僕がその名を知ったのは『地獄の黙示録』を再見した学生時代だった。『ゴッドファーザー』のサウンドエディターで、あのラストシーンの扉の「バタン…」をつけた人だと知って畏怖した。僕の大好きな『ジュリア』の編集もやっている。 『黙示録』のヘリコプターサウンドと、ワルキューレで音響編集のオスカーをゲット。 『イングリッシュ・ペイシェント』で音響編集賞と編集賞をダブル受賞している。

名匠ウォルター・マーチの真骨頂

ウォルター・マーチの仕事から、音の編集ということを知った。『ゴッドファーザー』で名を上げたフランシス・フォード・コッポラ監督が前作の倍以上の予算で『ゴッドファーザーPART Ⅱ』に挑む前に撮った『カンバセーション…盗聴…』という小ぶりなスリラー映画は僕にとって印象深い作品で、名匠ウォルター・マーチの真骨頂と言える。

コッポラ監督が60年代に書きあたためたオリジナル脚本は『ゴッドファーザー』の成功によって熟し、念願叶い映画化された。僕は大学生の時初めてビデオで観た。残念ながら劇場では未見だ。

タイトルバックのオープニングショットが有名な見事な長回しのショットだ。エキストラの仕込みが凄い。サンフランシスコのユニオンスクエアの大俯瞰から、カメラがズームで少しずつ寄っていく。晴れた楽しげな雑踏のなかに、スーツの上にレインコートを羽織っている男の後ろ姿。主人公の盗聴技師、ハリーコールに『フレンチ・コネクション』のジーン・ハックマン。
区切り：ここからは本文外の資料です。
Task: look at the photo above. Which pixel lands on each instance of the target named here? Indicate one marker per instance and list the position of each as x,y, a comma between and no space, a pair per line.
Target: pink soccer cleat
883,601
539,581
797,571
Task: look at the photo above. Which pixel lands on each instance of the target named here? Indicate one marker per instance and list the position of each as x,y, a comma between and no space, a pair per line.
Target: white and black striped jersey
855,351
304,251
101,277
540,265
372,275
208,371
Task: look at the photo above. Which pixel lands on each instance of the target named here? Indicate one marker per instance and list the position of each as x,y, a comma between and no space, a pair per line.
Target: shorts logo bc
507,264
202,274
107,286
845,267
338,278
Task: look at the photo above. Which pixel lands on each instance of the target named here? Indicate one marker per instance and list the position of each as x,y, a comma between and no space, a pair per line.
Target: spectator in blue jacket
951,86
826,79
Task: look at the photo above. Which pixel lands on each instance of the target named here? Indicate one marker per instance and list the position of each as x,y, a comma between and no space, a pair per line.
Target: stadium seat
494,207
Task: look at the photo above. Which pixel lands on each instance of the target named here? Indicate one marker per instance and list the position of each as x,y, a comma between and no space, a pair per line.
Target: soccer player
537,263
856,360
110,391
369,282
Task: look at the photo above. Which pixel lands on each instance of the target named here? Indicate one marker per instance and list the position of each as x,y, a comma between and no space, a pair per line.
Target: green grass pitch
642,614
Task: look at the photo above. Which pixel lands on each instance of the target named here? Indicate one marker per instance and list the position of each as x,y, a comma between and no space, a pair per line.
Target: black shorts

眼鏡に口髭で、ポパイ刑事の時とは全くの別人中年。

賑やかな雑踏のなか、密会するふたりの男女に映像と音がフォーカスされていく。盗聴ターゲットのカップルは雑踏を歩き回りながら密談を進めていく。ふたりを追うハリーの盗聴チームが紹介される。雑踏の音を拾うマイク、ターゲットに向けている指向性ガンマイク、尾行による隠しマイク音が巧みに差別化されていく。路地に停まっているワゴンバンの中が司令室で、マジックミラー越しに写真も盗撮している。
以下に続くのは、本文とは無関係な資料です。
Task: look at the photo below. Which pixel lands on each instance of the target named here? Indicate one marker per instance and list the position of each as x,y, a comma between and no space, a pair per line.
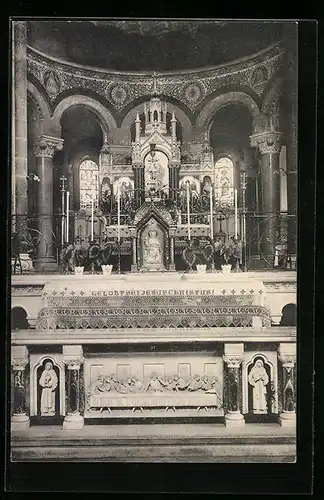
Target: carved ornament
19,364
232,360
287,360
267,142
45,146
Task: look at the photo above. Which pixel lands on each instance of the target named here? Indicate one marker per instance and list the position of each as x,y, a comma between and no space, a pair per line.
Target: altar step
156,443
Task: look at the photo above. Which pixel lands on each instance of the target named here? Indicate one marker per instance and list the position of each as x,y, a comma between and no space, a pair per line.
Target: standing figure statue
152,248
48,381
258,378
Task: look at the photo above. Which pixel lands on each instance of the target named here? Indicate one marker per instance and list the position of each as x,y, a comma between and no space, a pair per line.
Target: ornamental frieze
121,89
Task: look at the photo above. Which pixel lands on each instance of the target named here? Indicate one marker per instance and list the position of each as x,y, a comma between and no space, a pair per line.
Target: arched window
89,183
224,180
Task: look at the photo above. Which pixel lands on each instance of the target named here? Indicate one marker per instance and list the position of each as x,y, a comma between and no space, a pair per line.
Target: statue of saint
258,378
48,381
152,248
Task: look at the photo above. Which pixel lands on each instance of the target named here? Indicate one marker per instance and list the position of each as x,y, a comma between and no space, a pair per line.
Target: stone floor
156,443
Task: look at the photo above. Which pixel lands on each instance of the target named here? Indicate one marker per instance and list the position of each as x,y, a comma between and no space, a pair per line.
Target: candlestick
235,214
92,212
67,215
211,214
188,211
63,179
118,214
ハリーの相棒スタン役にジョン・カザール。 『ゴットファーザー』の次男フレド役、『狼たちの午後』もうひとりの強盗サル役。遺作『ディア・ハンター』でも同名のスタン役。ほって置けない大好きな俳優。夭折したカザールは生涯5本の映画出演で、全てアカデミー作品賞にノミネートされた稀有な10割アクターだ。うち3本がオスカーをゲットしている。
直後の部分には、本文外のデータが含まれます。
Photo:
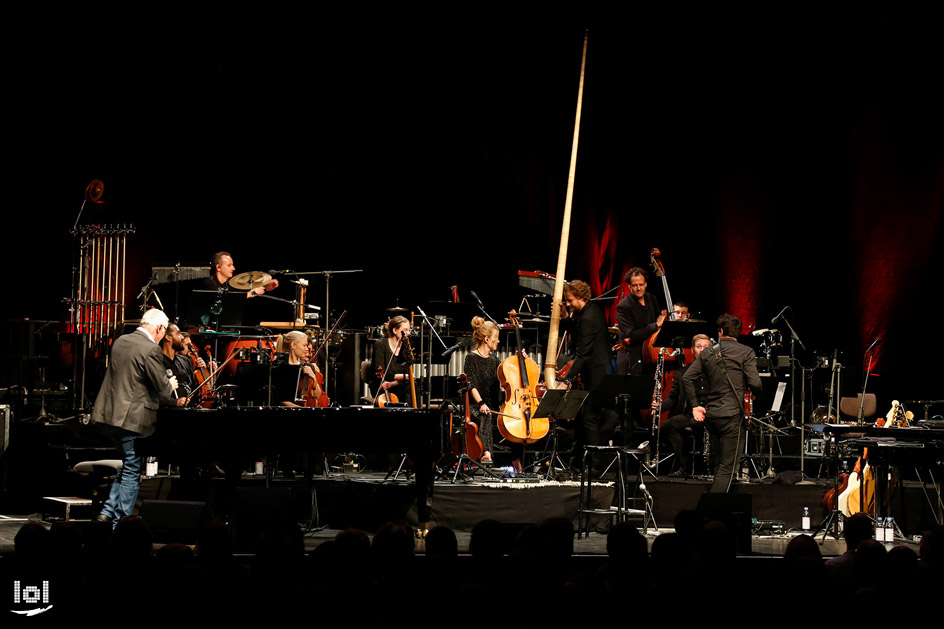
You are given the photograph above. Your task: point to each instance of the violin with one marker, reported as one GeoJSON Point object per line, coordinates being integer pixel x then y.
{"type": "Point", "coordinates": [385, 397]}
{"type": "Point", "coordinates": [206, 382]}
{"type": "Point", "coordinates": [312, 391]}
『カンバセーション…盗聴…』はカンヌ映画祭でグランプリ。コッポラ監督は『ゴッドファーザーPART Ⅱ』と『カンバセーション…盗聴…』2本が1974年度のアカデミー作品賞にノミネートされるという空前絶後の無双状態を迎えることとなる。35歳。

コッポラ監督起用の俳優達が映画界を席巻していく

ターゲットの三つ揃いのエリート風マーク役に、フレデリック・フォレスト。ハリソン・フォードとオーディションでマーク役を競い、役を掴んだ。 『地獄の黙示録』のシェフとのギャップに驚いた。コッポラ映画を支え続けた、盟友名俳優だ。かたや、ハリソン・フォードは盗聴の依頼主である専務の秘書役マーチン・ステット役で不気味に暗躍する。まだハン・ソロ役をオーディションで掴み取る前のハリソン・フォードが適選で良い。大企業の専務役に『ゴットファーザー』コルレオーネ一家の相談役、トム・ヘイゲンのロバート・デュバルだ。名優達を引き寄せる30代前半のコッポラ監督の力量。シナリオとキャスティングで演出の8割は終了するとも言われている。ワンシーンだけ出てくるハリー・コールの恋人役テリー・ガーの贅沢な使い方。コッポラ監督が起用していく俳優達は70年代、80年代の映画界を席巻していく。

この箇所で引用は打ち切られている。